Yea, so I’m going to read about custom post types and “taxonomies”. Thanks again,

b

Well, no. quite honestly it was not an RTFM. And while it would be hard to teach you wordpress in tthis thread (especially when it gets to taxonomies and post-types) I am pretty sure sitepoint is one of the places to go, where all who can would be happy to help you do just that.
I meant that it would help you to view a video tutorial as it would save you time in the long run and perhaps answer questions you didn’t know you had…
D

You can also look into plugins, but i’d really recommend that video tut. It’ll be faster.

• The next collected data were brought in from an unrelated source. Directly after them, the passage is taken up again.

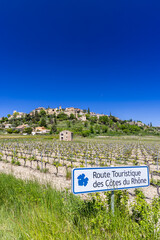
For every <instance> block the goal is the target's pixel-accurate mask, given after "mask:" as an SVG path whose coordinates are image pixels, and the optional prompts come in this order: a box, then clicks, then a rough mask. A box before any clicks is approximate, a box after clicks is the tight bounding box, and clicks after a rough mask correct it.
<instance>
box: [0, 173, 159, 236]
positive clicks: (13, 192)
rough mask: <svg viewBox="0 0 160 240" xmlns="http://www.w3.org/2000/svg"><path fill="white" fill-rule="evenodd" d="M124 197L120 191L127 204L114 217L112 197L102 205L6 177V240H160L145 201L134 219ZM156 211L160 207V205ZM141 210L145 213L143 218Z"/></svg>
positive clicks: (4, 174) (95, 201)
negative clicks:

Here, this is a trusted developer with nice plugins

Yea, thanks, I was actually just looking at this since you mentioned lynda:

yep did that one too :smile: good one.

Oh god. I realized if I just have the urls contain all tags for the post, I’d be fine with that. But then this happened:

http://wordpress.stackexchange.com/questions/7004/tag-in-permalink-not-working

I want every tag for a post to be in the url. I can’t do that? Ugghh! Why not!? :angry:

Omg omg I think I got it- here, this is my plan:

I’m gonna put everything in the title- the authors, the book title, etc. But since I have a custom theme, I’ll strip out the authors and title when it displays the title on the page. But the url will still have all of it.

So, like, I’ll have a delimiter, like:

Less 1 on Romeo and Juliet $$$ Shakespeare and Pauly Shore

And then I’ll regex out everything after the $$$ wherever it displays the title, but the url will still have the full title with the authors.

omg I’m a genius.

You know, you can just create the slug directly and it has nothing to do with the post title.
TITLE: This is the best day ever!
SLUG: just-discovered-bieber

You can set the url and the title to completely different things. This is just normal WP behavior, are you not seeing the field to create the slug? Any SEO plugins you use probably have a slug field too.

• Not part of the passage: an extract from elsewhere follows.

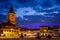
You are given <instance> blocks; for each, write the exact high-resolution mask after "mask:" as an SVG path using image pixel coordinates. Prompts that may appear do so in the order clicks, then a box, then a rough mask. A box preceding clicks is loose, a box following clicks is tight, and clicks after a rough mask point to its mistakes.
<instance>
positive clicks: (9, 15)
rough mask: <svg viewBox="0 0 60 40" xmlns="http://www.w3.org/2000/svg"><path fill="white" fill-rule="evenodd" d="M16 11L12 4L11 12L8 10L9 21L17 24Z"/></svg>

The only issue is WP first generates the slug based on the title. Then you have to come back and change it.

This is freaky, I just literally figured that out 10 minutes ago! One last question- if the slug is like

ninja-fight-john-malloy-jason-jackson/

And someone goes to google and searches their name, like “john malloy”, will this show up in the results? I mean if you look at it it would also result in searches for “malloy jackson”. As I’m typing this right now, I guess that’s not really a bad thing, it wouldn’t hurt… but anyway, is the hyphen an excepted delimiter between keywords that the search spiders pick up? Does it treat hyphens the same way it would treat a space?

Does the term “john malloy” appear in that page? Might Google reasonably determine that the page is about john malloy and relevant to a search for that term? If so, then yes, it’s likely to appear in the search results, although there’s no guarantee of its position. If no, then it’s highly unlikely to appear - unless, perhaps, there are very few results for that term anywhere on the Internet.

Things will ALWAYS show in the results somewhere, if your pages are indexed at all. But the second question is, indexed for WHAT keywords? Google will figure out what keywords are most relevant based on more than just the URL. If you have a “ninja fight” between two authors, and both authors are discussed at length, equally, in the content, then that page is likely to be ranked relatively equally for both names.

You can use hyphen for sure, that is common, search engines pretty much treat them as spaces.
You can even do no hyphens and type ninjafightjohnmalloyjasonjackson and they will be pretty smart in detecting the individual words just the same.
I managed an ecommerce store that created long ugly URLs with words smashed together, but they still ranked and detected the individual words just fine.

If for some reason you want to hide the page from ANY kind of search results, that’s what robots.txt is for.